TBK’da özel olarak tanımlanmamış ve pek çok çeşidi bulunan danışmanlık sözleşmelerinin hukuki niteliği konusunda ise, taraflar arasındaki yükümlülükler dikkate alınarak farklı hukuki nitelendirmeler yapmak mümkün. Örneğin, bazı durumlarda danışmanlık sözleşmeleri “eser sözleşmesi”, bazı durumlarda (örneğin, avukatlarca verilen danışmanlıklarda olduğu gibi) “vekalet sözleşmesi”, bazı durumlarda ise “kendine özgü” (sui generis/atipik) sözleşmeler olarak değerlendirilebilmektedir. Ancak özellikli durumları bir kenara bırakacak olursak, daha yaygın olarak karşımıza çıkan danışmanlık sözleşmesi tiplerinde, danışman bir sonucun mutlak olarak elde edilmesi taahhüdü olmaksızın o sonucun elde edilmesi yönünde özenle ve sadakatle çalışmayı taahhüt ettiğinden ve hizmet sözleşmelerinin asli unsuru olan bağlılık ilişkisi bulunmadığından; danışmanlık sözleşmesinin esas itibariyle “hizmet sözleşmesi” değil “vekâlet sözleşmesi” özelliği taşıdığı konusunda genel bir kabulün olduğunu söyleyebiliriz. Nitekim TBK’nın mehaz kKanunu olan İsviçre Borçlar Kanunu çerçevesinde İsviçre Federal Mahkemesi’nin, yönetim danışmanlığı sözleşmelerini “vekalet sözleşmesi” olarak kabul ettiği kararlar var.

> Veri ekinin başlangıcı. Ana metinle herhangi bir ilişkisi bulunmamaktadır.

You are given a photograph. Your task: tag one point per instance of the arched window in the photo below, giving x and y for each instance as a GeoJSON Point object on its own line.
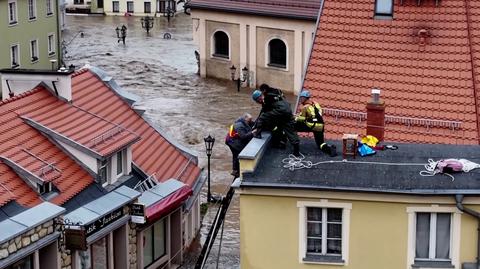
{"type": "Point", "coordinates": [277, 51]}
{"type": "Point", "coordinates": [221, 47]}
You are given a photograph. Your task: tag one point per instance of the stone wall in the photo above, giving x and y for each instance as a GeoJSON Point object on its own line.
{"type": "Point", "coordinates": [24, 240]}
{"type": "Point", "coordinates": [132, 245]}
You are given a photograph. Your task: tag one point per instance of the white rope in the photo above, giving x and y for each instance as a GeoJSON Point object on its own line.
{"type": "Point", "coordinates": [293, 163]}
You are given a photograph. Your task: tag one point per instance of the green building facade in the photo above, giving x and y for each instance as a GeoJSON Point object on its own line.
{"type": "Point", "coordinates": [29, 34]}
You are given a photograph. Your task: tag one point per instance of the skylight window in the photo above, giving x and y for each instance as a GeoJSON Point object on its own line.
{"type": "Point", "coordinates": [384, 8]}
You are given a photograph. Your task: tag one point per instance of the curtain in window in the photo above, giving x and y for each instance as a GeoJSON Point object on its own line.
{"type": "Point", "coordinates": [443, 236]}
{"type": "Point", "coordinates": [423, 235]}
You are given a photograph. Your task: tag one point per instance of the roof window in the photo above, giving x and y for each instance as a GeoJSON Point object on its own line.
{"type": "Point", "coordinates": [384, 8]}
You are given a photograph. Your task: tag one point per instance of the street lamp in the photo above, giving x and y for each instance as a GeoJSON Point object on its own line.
{"type": "Point", "coordinates": [121, 34]}
{"type": "Point", "coordinates": [242, 77]}
{"type": "Point", "coordinates": [147, 23]}
{"type": "Point", "coordinates": [209, 141]}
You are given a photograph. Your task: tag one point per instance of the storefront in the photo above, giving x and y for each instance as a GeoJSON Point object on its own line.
{"type": "Point", "coordinates": [29, 240]}
{"type": "Point", "coordinates": [99, 238]}
{"type": "Point", "coordinates": [160, 238]}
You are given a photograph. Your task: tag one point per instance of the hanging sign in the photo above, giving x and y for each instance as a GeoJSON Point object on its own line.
{"type": "Point", "coordinates": [137, 211]}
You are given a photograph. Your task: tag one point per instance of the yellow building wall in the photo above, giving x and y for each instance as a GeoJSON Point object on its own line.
{"type": "Point", "coordinates": [378, 234]}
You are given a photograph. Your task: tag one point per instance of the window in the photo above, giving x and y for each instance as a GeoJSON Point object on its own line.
{"type": "Point", "coordinates": [277, 53]}
{"type": "Point", "coordinates": [12, 12]}
{"type": "Point", "coordinates": [323, 237]}
{"type": "Point", "coordinates": [51, 44]}
{"type": "Point", "coordinates": [32, 12]}
{"type": "Point", "coordinates": [25, 263]}
{"type": "Point", "coordinates": [130, 6]}
{"type": "Point", "coordinates": [221, 45]}
{"type": "Point", "coordinates": [119, 163]}
{"type": "Point", "coordinates": [384, 8]}
{"type": "Point", "coordinates": [147, 6]}
{"type": "Point", "coordinates": [103, 172]}
{"type": "Point", "coordinates": [116, 6]}
{"type": "Point", "coordinates": [14, 56]}
{"type": "Point", "coordinates": [432, 240]}
{"type": "Point", "coordinates": [154, 243]}
{"type": "Point", "coordinates": [34, 50]}
{"type": "Point", "coordinates": [49, 8]}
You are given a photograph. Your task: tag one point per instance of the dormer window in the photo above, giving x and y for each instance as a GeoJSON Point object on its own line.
{"type": "Point", "coordinates": [384, 8]}
{"type": "Point", "coordinates": [44, 188]}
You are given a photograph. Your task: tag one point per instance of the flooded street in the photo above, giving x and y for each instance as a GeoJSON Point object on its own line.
{"type": "Point", "coordinates": [163, 73]}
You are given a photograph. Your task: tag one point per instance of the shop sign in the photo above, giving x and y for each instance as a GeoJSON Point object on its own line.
{"type": "Point", "coordinates": [137, 211]}
{"type": "Point", "coordinates": [75, 238]}
{"type": "Point", "coordinates": [103, 221]}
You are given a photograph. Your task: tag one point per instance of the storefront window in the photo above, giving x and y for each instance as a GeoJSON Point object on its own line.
{"type": "Point", "coordinates": [25, 263]}
{"type": "Point", "coordinates": [95, 257]}
{"type": "Point", "coordinates": [154, 243]}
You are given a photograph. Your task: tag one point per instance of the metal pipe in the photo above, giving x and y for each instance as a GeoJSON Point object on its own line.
{"type": "Point", "coordinates": [475, 214]}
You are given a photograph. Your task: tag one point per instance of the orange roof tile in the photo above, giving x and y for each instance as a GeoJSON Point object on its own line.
{"type": "Point", "coordinates": [153, 153]}
{"type": "Point", "coordinates": [353, 52]}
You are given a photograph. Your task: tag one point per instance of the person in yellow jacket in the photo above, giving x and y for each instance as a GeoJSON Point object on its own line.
{"type": "Point", "coordinates": [310, 120]}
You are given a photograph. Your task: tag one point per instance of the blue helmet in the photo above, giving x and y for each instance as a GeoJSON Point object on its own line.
{"type": "Point", "coordinates": [256, 94]}
{"type": "Point", "coordinates": [305, 93]}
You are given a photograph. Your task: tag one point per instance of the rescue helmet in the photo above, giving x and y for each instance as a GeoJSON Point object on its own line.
{"type": "Point", "coordinates": [305, 93]}
{"type": "Point", "coordinates": [256, 94]}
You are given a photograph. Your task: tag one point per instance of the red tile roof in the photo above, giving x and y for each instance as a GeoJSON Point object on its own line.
{"type": "Point", "coordinates": [353, 53]}
{"type": "Point", "coordinates": [89, 130]}
{"type": "Point", "coordinates": [29, 150]}
{"type": "Point", "coordinates": [300, 9]}
{"type": "Point", "coordinates": [153, 153]}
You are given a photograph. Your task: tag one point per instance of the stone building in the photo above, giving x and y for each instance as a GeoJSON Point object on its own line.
{"type": "Point", "coordinates": [128, 195]}
{"type": "Point", "coordinates": [271, 39]}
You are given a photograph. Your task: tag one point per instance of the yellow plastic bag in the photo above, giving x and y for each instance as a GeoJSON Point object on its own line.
{"type": "Point", "coordinates": [370, 140]}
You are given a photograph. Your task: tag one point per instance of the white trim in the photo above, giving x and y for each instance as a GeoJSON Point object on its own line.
{"type": "Point", "coordinates": [54, 44]}
{"type": "Point", "coordinates": [15, 21]}
{"type": "Point", "coordinates": [212, 45]}
{"type": "Point", "coordinates": [455, 229]}
{"type": "Point", "coordinates": [267, 54]}
{"type": "Point", "coordinates": [18, 55]}
{"type": "Point", "coordinates": [302, 231]}
{"type": "Point", "coordinates": [36, 50]}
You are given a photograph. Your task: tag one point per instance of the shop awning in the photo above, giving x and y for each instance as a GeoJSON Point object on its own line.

Tebliğ, TBK’dan ayrılarak, danışmanlık sözleşmesini bir hizmet sözleşmesi örneği olarak belirtmek suretiyle, başkaca hangi sözleşmelerin hizmet sözleşmesi olarak değerlendirileceği konusunda ciddi bir boşluğa sebebiyet vermiş durumda. Bu noktada, eğer tebliğdeki kavramların yorumunda tebliğde ayrıca tanımlama veya referans bulunmayan hallerde, genel hukuk kuralları ve ilgili diğer kanun hükümleri (TBK gibi) uygulanmayacaksa, hangi hukuki dayanağa göre yorum yapılacağı belirsiz hale geliyor. Söz gelimi bu yaklaşımla, karar kapsamındaki “iş sözleşmeleri”ni de İş Kanunu’nda tanımlanmış olan sözleşmeler şeklinde değil de, daha geniş şekilde mi yorumlayacağız? Kime göre ve neye göre? Ayrıca Kanunda tanımlanmış olan sözleşmenin kapsamının alt bir idari düzenleme ile farklılaştırılması kurallar hiyerarşisi içinde ne derece geçerli olacaktır?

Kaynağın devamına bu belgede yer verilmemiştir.